穏やかに茹でて、最後にぼくが景色を変える

穏やかに茹でて、最後にぼくが景色を変える

茹で工程では、エビと豚肉の筋原線維タンパク質、卵タンパク質が熱で変性・凝集し、餡のゲル骨格が固定される。同時に、皮と片栗粉のデンプンが吸水して糊化するよ。つまり鍋の中では、餡の骨組みと皮の質感が並行して仕上がっていく。強い沸騰で急かすと、対流による衝突や変形が増え、繊細な皮へ余計な負担がかかるんだ。
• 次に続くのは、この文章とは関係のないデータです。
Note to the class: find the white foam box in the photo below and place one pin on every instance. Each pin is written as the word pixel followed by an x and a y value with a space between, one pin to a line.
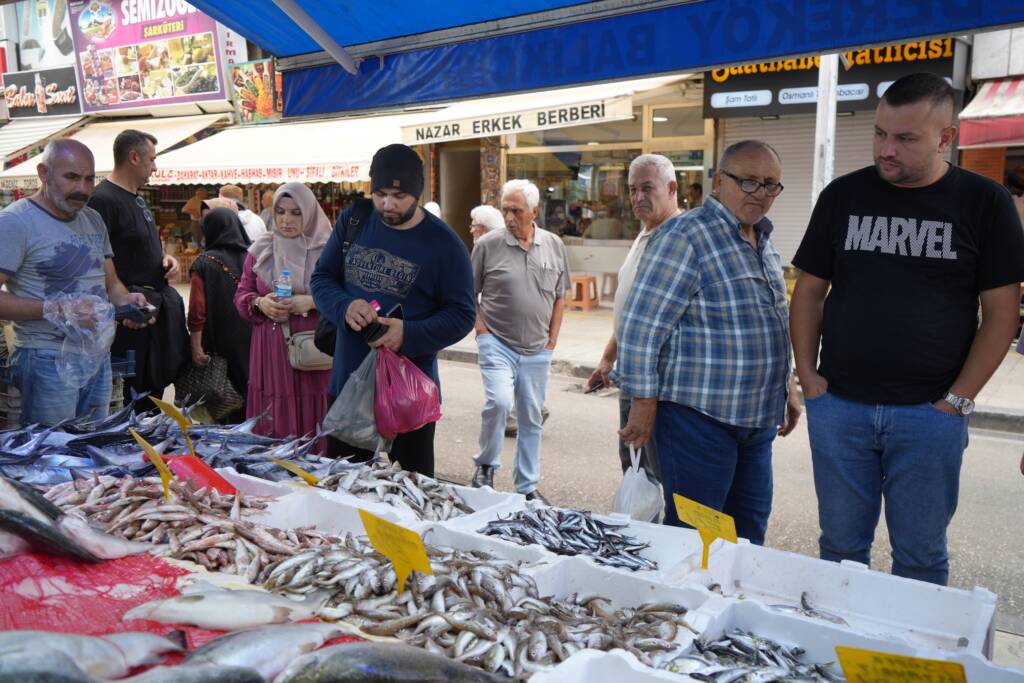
pixel 251 485
pixel 595 667
pixel 872 603
pixel 307 507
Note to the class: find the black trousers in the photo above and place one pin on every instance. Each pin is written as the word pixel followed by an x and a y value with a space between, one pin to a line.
pixel 414 451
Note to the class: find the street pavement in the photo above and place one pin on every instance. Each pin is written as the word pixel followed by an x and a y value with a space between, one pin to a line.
pixel 580 468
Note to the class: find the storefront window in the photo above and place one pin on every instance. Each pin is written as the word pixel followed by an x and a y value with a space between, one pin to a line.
pixel 628 130
pixel 583 194
pixel 677 122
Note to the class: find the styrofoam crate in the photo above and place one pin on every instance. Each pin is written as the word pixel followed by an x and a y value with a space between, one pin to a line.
pixel 596 667
pixel 871 602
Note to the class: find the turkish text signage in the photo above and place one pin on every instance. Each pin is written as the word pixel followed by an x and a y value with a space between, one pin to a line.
pixel 135 53
pixel 519 122
pixel 41 93
pixel 791 86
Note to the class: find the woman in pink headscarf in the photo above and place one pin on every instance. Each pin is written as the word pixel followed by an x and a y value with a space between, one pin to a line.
pixel 297 399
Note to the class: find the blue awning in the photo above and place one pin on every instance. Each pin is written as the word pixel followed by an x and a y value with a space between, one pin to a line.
pixel 434 52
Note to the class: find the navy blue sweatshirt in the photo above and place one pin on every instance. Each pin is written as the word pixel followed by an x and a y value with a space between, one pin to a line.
pixel 425 268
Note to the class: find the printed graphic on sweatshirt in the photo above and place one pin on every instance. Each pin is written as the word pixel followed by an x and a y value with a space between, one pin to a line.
pixel 379 270
pixel 905 237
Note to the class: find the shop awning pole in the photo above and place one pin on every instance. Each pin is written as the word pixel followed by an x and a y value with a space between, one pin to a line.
pixel 323 38
pixel 824 127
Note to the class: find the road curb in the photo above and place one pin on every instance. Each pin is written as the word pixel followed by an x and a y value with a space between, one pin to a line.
pixel 995 419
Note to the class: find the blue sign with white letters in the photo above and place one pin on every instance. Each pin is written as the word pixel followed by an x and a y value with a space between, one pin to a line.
pixel 693 36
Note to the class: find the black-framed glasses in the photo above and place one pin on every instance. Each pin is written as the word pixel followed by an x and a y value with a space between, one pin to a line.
pixel 750 185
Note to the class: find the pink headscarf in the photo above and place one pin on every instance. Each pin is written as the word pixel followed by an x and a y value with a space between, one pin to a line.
pixel 274 252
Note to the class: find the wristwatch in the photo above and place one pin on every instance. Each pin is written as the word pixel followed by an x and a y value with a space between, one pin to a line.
pixel 963 404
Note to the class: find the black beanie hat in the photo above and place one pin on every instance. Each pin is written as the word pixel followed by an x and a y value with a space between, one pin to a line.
pixel 396 167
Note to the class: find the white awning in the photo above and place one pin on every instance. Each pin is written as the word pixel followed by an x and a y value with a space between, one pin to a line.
pixel 530 111
pixel 336 151
pixel 22 133
pixel 99 137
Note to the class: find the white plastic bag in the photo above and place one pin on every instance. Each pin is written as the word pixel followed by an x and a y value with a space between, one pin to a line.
pixel 638 497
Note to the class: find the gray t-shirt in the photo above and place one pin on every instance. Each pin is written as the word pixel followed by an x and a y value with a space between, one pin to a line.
pixel 517 288
pixel 44 256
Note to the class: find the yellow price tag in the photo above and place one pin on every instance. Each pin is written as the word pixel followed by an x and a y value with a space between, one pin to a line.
pixel 175 414
pixel 869 667
pixel 165 474
pixel 402 547
pixel 709 522
pixel 296 470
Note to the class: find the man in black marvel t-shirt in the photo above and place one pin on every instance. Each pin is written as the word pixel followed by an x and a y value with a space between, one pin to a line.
pixel 908 247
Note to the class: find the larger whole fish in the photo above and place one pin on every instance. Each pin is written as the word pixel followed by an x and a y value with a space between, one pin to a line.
pixel 268 649
pixel 380 663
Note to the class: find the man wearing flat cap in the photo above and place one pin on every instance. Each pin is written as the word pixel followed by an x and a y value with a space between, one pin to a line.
pixel 400 255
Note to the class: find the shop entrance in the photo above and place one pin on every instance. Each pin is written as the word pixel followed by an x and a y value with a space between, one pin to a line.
pixel 460 184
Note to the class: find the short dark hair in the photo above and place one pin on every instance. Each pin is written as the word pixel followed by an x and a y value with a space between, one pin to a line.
pixel 130 139
pixel 743 146
pixel 913 88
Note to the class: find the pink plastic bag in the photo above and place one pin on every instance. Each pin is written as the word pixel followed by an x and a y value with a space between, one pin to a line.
pixel 407 398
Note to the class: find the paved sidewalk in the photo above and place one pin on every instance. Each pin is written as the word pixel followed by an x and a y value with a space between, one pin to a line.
pixel 584 336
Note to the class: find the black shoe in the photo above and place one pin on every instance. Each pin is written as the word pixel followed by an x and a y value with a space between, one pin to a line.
pixel 536 496
pixel 484 476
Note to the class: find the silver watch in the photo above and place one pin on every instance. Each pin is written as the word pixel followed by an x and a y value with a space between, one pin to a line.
pixel 963 404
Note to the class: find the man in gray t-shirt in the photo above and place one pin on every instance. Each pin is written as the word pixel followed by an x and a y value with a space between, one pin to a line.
pixel 521 275
pixel 55 248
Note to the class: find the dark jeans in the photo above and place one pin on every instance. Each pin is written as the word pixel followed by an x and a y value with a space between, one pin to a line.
pixel 414 451
pixel 722 466
pixel 907 457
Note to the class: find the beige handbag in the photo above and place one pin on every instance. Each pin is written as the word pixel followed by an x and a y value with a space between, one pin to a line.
pixel 302 352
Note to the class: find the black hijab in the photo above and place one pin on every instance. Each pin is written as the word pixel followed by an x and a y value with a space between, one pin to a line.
pixel 223 237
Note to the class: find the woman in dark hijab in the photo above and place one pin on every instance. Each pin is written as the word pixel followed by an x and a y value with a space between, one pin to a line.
pixel 213 322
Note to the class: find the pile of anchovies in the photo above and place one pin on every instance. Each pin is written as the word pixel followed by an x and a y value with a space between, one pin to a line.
pixel 380 482
pixel 474 608
pixel 201 525
pixel 740 656
pixel 572 532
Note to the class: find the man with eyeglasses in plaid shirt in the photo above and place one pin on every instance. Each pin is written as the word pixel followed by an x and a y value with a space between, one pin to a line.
pixel 705 347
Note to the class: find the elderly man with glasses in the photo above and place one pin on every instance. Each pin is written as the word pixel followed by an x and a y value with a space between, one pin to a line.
pixel 704 347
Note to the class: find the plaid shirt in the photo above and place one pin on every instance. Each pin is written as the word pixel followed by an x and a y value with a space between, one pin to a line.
pixel 707 324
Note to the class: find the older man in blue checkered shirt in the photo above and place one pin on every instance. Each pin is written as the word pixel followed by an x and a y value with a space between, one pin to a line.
pixel 705 345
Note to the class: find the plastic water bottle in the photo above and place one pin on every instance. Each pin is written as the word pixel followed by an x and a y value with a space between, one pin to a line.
pixel 283 287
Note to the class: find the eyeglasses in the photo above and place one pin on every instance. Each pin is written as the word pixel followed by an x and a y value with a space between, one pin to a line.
pixel 145 210
pixel 750 185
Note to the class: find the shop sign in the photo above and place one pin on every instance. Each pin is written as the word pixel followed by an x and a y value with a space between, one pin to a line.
pixel 43 34
pixel 256 91
pixel 599 111
pixel 262 174
pixel 134 53
pixel 791 86
pixel 39 93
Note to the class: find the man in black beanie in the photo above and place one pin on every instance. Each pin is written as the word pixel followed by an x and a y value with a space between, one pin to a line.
pixel 400 255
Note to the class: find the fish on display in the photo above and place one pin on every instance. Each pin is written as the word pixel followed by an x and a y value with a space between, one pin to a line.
pixel 806 609
pixel 380 663
pixel 266 650
pixel 209 606
pixel 200 525
pixel 29 520
pixel 738 656
pixel 572 532
pixel 474 608
pixel 101 656
pixel 380 482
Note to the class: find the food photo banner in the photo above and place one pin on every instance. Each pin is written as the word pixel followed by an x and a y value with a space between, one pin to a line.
pixel 134 53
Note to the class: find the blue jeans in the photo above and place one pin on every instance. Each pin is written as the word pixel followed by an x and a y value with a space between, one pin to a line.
pixel 511 378
pixel 909 456
pixel 45 397
pixel 722 466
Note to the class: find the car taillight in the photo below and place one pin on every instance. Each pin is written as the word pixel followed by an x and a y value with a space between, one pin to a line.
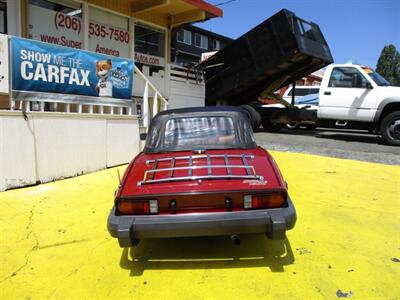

十分な量の湯を使い、一度に詰め込まず分割して茹でれば、投入時の湯温低下を抑えやすい。湯が再び温まった後は、ワンタン同士を激しくぶつけない穏やかな対流に整える。浮上だけを加熱完了の判定にせず、中心75℃で1分間の加熱維持を基準にすること。浮く姿は目印にはなっても、安全の保証そのものではないよ。

茹で上がったワンタンへごまだれをまとわせ、小ネギ、糸唐辛子、ラー油まで置いたら、いよいよ味見だ。最初に、ごまの厚み、酢の切り替わり、にんにくと辛味の輪郭、餡の塩味を一続きで確かめる。そのあとで、ぼく、ホワジャルを迎えてね。ぼくは皿全体を花椒一色に塗り替えたいわけじゃない。ぷるりとした皮を越え、粗い餡を噛み、ごまだれの濃厚さが残るところへ、小さな別景色をつくりたいんだ。香り高い花椒の出番は、味見のあと。その順番なら、ぼくは主張ではなく余韻として、この至高の皿に潜めるよ。